Portuguese journalist and activist (born 1979)

Paula Cardoso (born 1979) is a Portuguese journalist, writer and anti-racist activist. She is the creator of the children's book series Força Africana and the online platform Afrolink.

==Biography==
Paula Cardoso was born in 1979 in Beira, Mozambique. At the age of three, she moved to Portugal. Cardoso graduated from the Institute of Social and Political Sciences at the University of Lisbon, with a degree in international relations. She later specialised in journalism at the Protocol Training Centre for Journalists (CENJOR).

Between 2003 and 2006, she worked on the editorial staff of Visão magazine, after which she joined the editorial staff of the newspaper Sol. In 2012, she moved to Angola, where she worked as editor-in-chief of the newspaper Agora. In 2016, she took over as online editor of Novo Jornal, where she worked until 2019. She returned to Portugal in 2017.
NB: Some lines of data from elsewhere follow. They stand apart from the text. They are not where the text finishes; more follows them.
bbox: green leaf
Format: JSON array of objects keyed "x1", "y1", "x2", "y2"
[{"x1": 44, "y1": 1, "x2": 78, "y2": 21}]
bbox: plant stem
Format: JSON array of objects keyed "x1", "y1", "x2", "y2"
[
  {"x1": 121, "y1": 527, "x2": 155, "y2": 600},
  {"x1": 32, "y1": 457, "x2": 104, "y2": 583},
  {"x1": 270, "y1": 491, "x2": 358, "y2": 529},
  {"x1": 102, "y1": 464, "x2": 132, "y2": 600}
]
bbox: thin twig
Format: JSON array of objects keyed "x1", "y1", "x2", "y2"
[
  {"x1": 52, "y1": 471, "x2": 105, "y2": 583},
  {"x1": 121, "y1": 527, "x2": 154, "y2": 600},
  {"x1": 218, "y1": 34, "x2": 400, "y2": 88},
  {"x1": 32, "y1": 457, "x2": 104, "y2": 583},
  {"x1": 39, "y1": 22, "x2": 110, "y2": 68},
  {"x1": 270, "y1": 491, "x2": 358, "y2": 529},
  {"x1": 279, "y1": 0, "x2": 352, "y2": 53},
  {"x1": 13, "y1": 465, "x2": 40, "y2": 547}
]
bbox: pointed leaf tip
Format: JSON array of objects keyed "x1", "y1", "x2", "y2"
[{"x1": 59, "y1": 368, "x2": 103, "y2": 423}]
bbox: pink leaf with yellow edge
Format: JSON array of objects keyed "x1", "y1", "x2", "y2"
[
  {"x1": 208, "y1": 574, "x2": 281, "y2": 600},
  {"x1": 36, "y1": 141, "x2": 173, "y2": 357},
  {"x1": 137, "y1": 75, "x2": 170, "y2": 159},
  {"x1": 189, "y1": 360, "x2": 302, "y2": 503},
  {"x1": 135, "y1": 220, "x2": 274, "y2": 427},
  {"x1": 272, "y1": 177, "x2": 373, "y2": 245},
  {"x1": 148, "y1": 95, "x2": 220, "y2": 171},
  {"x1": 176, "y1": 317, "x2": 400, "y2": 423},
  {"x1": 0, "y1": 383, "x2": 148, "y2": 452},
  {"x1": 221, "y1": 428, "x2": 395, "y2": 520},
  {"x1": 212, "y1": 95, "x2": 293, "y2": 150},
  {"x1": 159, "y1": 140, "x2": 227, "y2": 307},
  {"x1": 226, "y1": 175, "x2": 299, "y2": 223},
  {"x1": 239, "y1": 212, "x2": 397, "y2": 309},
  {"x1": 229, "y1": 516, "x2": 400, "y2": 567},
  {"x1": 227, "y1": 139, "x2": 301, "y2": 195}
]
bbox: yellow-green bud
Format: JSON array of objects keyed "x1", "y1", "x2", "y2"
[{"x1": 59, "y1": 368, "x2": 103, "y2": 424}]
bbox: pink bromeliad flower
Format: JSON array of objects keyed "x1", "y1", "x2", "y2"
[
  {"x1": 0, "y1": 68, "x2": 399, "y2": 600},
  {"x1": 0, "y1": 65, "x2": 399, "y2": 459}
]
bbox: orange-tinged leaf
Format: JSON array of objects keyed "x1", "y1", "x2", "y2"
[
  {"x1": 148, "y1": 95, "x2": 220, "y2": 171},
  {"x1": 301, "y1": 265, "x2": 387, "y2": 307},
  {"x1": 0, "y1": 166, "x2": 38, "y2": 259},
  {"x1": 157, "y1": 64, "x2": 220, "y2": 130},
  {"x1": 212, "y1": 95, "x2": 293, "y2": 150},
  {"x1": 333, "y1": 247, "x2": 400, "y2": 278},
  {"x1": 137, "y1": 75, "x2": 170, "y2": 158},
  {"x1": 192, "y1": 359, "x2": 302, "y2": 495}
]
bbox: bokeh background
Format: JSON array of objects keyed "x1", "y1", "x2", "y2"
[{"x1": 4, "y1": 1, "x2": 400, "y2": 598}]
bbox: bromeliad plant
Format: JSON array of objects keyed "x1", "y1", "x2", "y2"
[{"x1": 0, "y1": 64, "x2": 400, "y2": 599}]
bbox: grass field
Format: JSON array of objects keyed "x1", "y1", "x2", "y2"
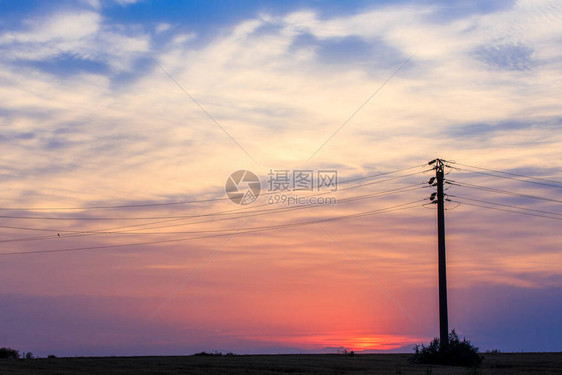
[{"x1": 0, "y1": 353, "x2": 561, "y2": 374}]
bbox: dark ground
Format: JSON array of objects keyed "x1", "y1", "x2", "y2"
[{"x1": 0, "y1": 353, "x2": 561, "y2": 374}]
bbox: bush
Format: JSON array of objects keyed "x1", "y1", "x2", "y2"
[
  {"x1": 25, "y1": 352, "x2": 34, "y2": 359},
  {"x1": 48, "y1": 354, "x2": 57, "y2": 359},
  {"x1": 411, "y1": 330, "x2": 482, "y2": 367},
  {"x1": 0, "y1": 347, "x2": 20, "y2": 359},
  {"x1": 193, "y1": 351, "x2": 223, "y2": 356}
]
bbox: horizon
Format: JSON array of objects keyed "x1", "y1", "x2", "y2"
[{"x1": 0, "y1": 0, "x2": 561, "y2": 358}]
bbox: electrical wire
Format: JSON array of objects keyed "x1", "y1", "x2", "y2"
[
  {"x1": 0, "y1": 164, "x2": 427, "y2": 212},
  {"x1": 0, "y1": 184, "x2": 426, "y2": 241},
  {"x1": 454, "y1": 201, "x2": 562, "y2": 222},
  {"x1": 0, "y1": 171, "x2": 429, "y2": 249},
  {"x1": 450, "y1": 195, "x2": 562, "y2": 220},
  {"x1": 449, "y1": 161, "x2": 562, "y2": 185},
  {"x1": 0, "y1": 199, "x2": 427, "y2": 256},
  {"x1": 0, "y1": 170, "x2": 428, "y2": 221},
  {"x1": 449, "y1": 162, "x2": 562, "y2": 189},
  {"x1": 4, "y1": 160, "x2": 561, "y2": 254},
  {"x1": 449, "y1": 180, "x2": 562, "y2": 204}
]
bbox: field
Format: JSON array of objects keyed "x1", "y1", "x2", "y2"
[{"x1": 0, "y1": 353, "x2": 561, "y2": 374}]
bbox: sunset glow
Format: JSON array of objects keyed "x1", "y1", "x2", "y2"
[{"x1": 0, "y1": 0, "x2": 561, "y2": 357}]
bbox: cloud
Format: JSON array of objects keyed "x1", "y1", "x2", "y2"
[
  {"x1": 0, "y1": 0, "x2": 561, "y2": 355},
  {"x1": 0, "y1": 10, "x2": 149, "y2": 73},
  {"x1": 474, "y1": 43, "x2": 536, "y2": 71},
  {"x1": 0, "y1": 1, "x2": 560, "y2": 234},
  {"x1": 113, "y1": 0, "x2": 141, "y2": 5},
  {"x1": 0, "y1": 11, "x2": 101, "y2": 45},
  {"x1": 155, "y1": 23, "x2": 172, "y2": 34}
]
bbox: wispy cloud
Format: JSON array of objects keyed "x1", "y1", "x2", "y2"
[{"x1": 0, "y1": 0, "x2": 561, "y2": 355}]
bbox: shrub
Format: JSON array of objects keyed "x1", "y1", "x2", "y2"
[
  {"x1": 193, "y1": 351, "x2": 223, "y2": 356},
  {"x1": 0, "y1": 347, "x2": 20, "y2": 359},
  {"x1": 25, "y1": 352, "x2": 34, "y2": 359},
  {"x1": 411, "y1": 330, "x2": 482, "y2": 367},
  {"x1": 48, "y1": 354, "x2": 57, "y2": 359}
]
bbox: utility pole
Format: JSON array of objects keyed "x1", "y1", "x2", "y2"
[{"x1": 429, "y1": 158, "x2": 449, "y2": 350}]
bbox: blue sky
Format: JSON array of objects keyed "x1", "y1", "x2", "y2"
[{"x1": 0, "y1": 0, "x2": 561, "y2": 357}]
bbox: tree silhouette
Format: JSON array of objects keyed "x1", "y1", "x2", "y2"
[{"x1": 0, "y1": 347, "x2": 20, "y2": 359}]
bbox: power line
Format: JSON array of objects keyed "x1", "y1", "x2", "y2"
[
  {"x1": 0, "y1": 178, "x2": 427, "y2": 247},
  {"x1": 334, "y1": 164, "x2": 426, "y2": 184},
  {"x1": 450, "y1": 163, "x2": 562, "y2": 189},
  {"x1": 152, "y1": 57, "x2": 257, "y2": 164},
  {"x1": 0, "y1": 184, "x2": 426, "y2": 241},
  {"x1": 0, "y1": 196, "x2": 229, "y2": 211},
  {"x1": 134, "y1": 199, "x2": 424, "y2": 238},
  {"x1": 0, "y1": 164, "x2": 426, "y2": 212},
  {"x1": 451, "y1": 195, "x2": 562, "y2": 220},
  {"x1": 0, "y1": 171, "x2": 427, "y2": 221},
  {"x1": 449, "y1": 161, "x2": 562, "y2": 186},
  {"x1": 307, "y1": 55, "x2": 413, "y2": 161},
  {"x1": 455, "y1": 200, "x2": 562, "y2": 222},
  {"x1": 1, "y1": 183, "x2": 424, "y2": 233},
  {"x1": 0, "y1": 199, "x2": 426, "y2": 256},
  {"x1": 449, "y1": 180, "x2": 562, "y2": 204}
]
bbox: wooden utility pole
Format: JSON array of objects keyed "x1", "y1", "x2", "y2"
[{"x1": 430, "y1": 158, "x2": 449, "y2": 350}]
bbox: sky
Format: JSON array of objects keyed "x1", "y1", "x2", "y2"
[{"x1": 0, "y1": 0, "x2": 561, "y2": 357}]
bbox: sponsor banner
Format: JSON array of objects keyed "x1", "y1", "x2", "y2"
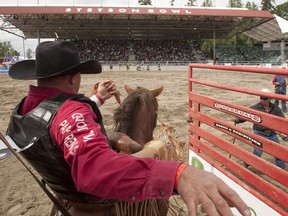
[
  {"x1": 189, "y1": 150, "x2": 280, "y2": 216},
  {"x1": 214, "y1": 122, "x2": 262, "y2": 148},
  {"x1": 214, "y1": 102, "x2": 262, "y2": 123}
]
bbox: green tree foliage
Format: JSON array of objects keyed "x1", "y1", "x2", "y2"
[
  {"x1": 169, "y1": 0, "x2": 175, "y2": 6},
  {"x1": 202, "y1": 0, "x2": 213, "y2": 7},
  {"x1": 228, "y1": 0, "x2": 244, "y2": 8},
  {"x1": 201, "y1": 40, "x2": 212, "y2": 53},
  {"x1": 138, "y1": 0, "x2": 152, "y2": 5},
  {"x1": 274, "y1": 2, "x2": 288, "y2": 19},
  {"x1": 261, "y1": 0, "x2": 275, "y2": 11},
  {"x1": 245, "y1": 1, "x2": 258, "y2": 10},
  {"x1": 186, "y1": 0, "x2": 197, "y2": 6},
  {"x1": 0, "y1": 41, "x2": 19, "y2": 58}
]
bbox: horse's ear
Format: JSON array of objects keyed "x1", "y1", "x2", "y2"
[
  {"x1": 151, "y1": 86, "x2": 164, "y2": 97},
  {"x1": 125, "y1": 85, "x2": 135, "y2": 95}
]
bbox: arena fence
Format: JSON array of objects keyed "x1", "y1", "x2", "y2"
[{"x1": 188, "y1": 64, "x2": 288, "y2": 216}]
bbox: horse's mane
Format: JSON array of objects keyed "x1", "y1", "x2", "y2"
[{"x1": 113, "y1": 87, "x2": 158, "y2": 135}]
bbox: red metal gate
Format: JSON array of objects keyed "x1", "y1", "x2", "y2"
[{"x1": 188, "y1": 64, "x2": 288, "y2": 215}]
In 2019, she became involved in anti-racist activism and initiated a project to promote greater black representation. She began by creating a brand of children's books, Força Africana, with black characters as protagonists, with the aim of valuing African culture. In June 2020, she launched Afrolink, an online platform for publicising and promoting businesses and projects by African and Afro-descendant professionals in Portugal.

In September 2020, she became co-host of the online talk-show O Lado Negro da Força, which showcased racialised people from a wide range of fields. In 2021, she became the presenter of the second season of RTP África's Black Excellence Talk Series and was part of the content production team for RTP2's talk-show Jantar Indiscreto, both created by Myriam Taylor.

Since July 2021, Cardoso has written for the publication Setenta e Quatro. She is also part of the civil society project Fórum dos Cidadãos, where she coordinates the DeliberaEscola project, which aims to broaden notions of democracy and disseminate practices of deliberation in the school environment.

==Awards and recognition==
In 2022, Paula Cardoso was selected to be part of the Top 100 Women in Social Enterprise 2022 list by the Euclid Network. Cardoso was honoured for her work in promoting representation and innovation.